「【もし、本当のロマンスに出会えたら、この世は素敵な映画の様になるだろう・・。】」今夜、ロマンス劇場で NOBUさんの映画レビュー(感想・評価)
【もし、本当のロマンスに出会えたら、この世は素敵な映画の様になるだろう・・。】
■今作の魅力
<Caution! 以下、内容に触れています。>
1.作品構成の妙
・病床に臥せる元助監督のマキノケンジ(加藤剛:有難うございました。安らかに・・)が、付き添いの看護婦(石橋杏奈)にムカシバナシをするところから物語は始まり、・・・彼の最期を寄り添う様に看取った人。

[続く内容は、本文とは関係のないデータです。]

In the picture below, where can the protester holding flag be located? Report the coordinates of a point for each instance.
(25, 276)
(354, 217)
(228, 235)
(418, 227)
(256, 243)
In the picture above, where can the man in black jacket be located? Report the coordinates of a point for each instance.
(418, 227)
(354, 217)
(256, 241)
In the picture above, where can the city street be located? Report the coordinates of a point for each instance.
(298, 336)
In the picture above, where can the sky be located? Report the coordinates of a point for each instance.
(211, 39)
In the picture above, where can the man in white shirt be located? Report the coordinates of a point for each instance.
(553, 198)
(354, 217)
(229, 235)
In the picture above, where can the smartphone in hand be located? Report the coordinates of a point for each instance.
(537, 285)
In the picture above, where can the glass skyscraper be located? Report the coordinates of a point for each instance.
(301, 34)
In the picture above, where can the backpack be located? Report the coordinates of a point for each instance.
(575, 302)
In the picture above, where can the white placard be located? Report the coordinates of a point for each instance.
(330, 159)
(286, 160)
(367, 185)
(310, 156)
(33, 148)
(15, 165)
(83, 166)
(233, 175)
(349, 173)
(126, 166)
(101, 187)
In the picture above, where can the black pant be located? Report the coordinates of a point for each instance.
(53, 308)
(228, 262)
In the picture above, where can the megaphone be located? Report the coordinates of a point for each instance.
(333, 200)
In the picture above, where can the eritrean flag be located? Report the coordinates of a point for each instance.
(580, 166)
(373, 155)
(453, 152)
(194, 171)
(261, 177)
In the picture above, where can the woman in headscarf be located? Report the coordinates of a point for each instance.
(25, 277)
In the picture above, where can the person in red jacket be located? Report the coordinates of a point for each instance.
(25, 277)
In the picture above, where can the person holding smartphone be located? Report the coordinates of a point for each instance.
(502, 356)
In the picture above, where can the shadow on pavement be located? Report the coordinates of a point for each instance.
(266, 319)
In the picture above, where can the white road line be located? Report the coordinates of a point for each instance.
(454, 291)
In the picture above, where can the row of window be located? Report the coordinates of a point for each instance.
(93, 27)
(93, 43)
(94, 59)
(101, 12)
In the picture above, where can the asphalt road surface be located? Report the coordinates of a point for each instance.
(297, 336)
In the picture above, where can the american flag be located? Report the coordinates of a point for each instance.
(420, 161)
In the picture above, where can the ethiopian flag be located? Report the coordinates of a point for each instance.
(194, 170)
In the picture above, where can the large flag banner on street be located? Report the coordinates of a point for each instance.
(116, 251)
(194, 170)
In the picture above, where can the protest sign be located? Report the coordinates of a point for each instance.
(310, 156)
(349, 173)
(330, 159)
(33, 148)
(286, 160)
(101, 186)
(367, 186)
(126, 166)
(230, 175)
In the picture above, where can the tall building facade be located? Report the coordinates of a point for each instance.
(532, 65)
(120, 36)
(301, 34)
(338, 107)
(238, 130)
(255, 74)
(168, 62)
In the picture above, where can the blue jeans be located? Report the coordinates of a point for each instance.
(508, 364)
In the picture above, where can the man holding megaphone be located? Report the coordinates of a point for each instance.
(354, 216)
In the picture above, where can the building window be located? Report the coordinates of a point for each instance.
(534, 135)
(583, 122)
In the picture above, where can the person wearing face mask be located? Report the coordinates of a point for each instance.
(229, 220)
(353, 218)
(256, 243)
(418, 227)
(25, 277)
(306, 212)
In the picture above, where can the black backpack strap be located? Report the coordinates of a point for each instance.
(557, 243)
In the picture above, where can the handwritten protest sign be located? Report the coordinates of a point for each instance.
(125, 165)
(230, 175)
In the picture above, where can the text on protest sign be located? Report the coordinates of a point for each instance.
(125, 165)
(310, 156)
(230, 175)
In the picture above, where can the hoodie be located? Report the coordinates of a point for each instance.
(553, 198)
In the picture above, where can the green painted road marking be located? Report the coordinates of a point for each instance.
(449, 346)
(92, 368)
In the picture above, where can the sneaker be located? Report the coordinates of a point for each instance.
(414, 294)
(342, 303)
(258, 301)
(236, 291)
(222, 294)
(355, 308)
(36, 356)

・現代のシーンと、昭和35年の映画製作現場の対比。それを支える美術陣の見事な仕事。
2.モノクロの美しさと、カラーの美しさの対比が絶妙である事。
・銀幕の、我儘でやや高飛車なお姫様(綾瀬はるか)が鮮やかなブルーのドレスを着て、恥ずかしそうにケンジの前に現れるシーン。
- 美しいなあ。-
3.登場人物の魅力
・マキノに対して、銀幕のお姫様が、最初は”おい!、シモベ!”などと言っているが、徐々に惹かれていく過程。
- 明らかに「ローマの休日」へのオマージュである。「カサブランカ」の名シーンも出てくるね。ー
・嫌みな銀幕の大スター(北村一輝:この俳優さんは、このような役が実に良く合う。)が、意外と良い男で、粋なセリフを映画制作陣の前で口にするところ。
・マキノを慕う、社長のお嬢さん(本田翼)のマキノを思うが故の計らい。銀幕のお姫様からの頼みごとを聞くシーン。
・ロマンス劇場の劇場主(柄本明)のマキノとお姫様への粋な計らいの数々。
ー 皆、映画を愛する善人なのである。-
4.ラストシーンの素晴らしさ
・涙を流しながら、マキノが書いた脚本を聴いていた看護婦が、”最後まで書いていないんだ”トマキノから言われ、
”幸せな、結末が良いな!”
と言う声を聞いたマキノケンジが
”じゃあ、一緒に居てやるか・・”と嬉しそうな顔で言い、筆を走らせる・・。
<マキノケンジは幸せモノであるなあ。だって、銀幕のお姫様に最期を看取って貰い、彼女と”新しい、二人の世界”に行けたのであるから・・。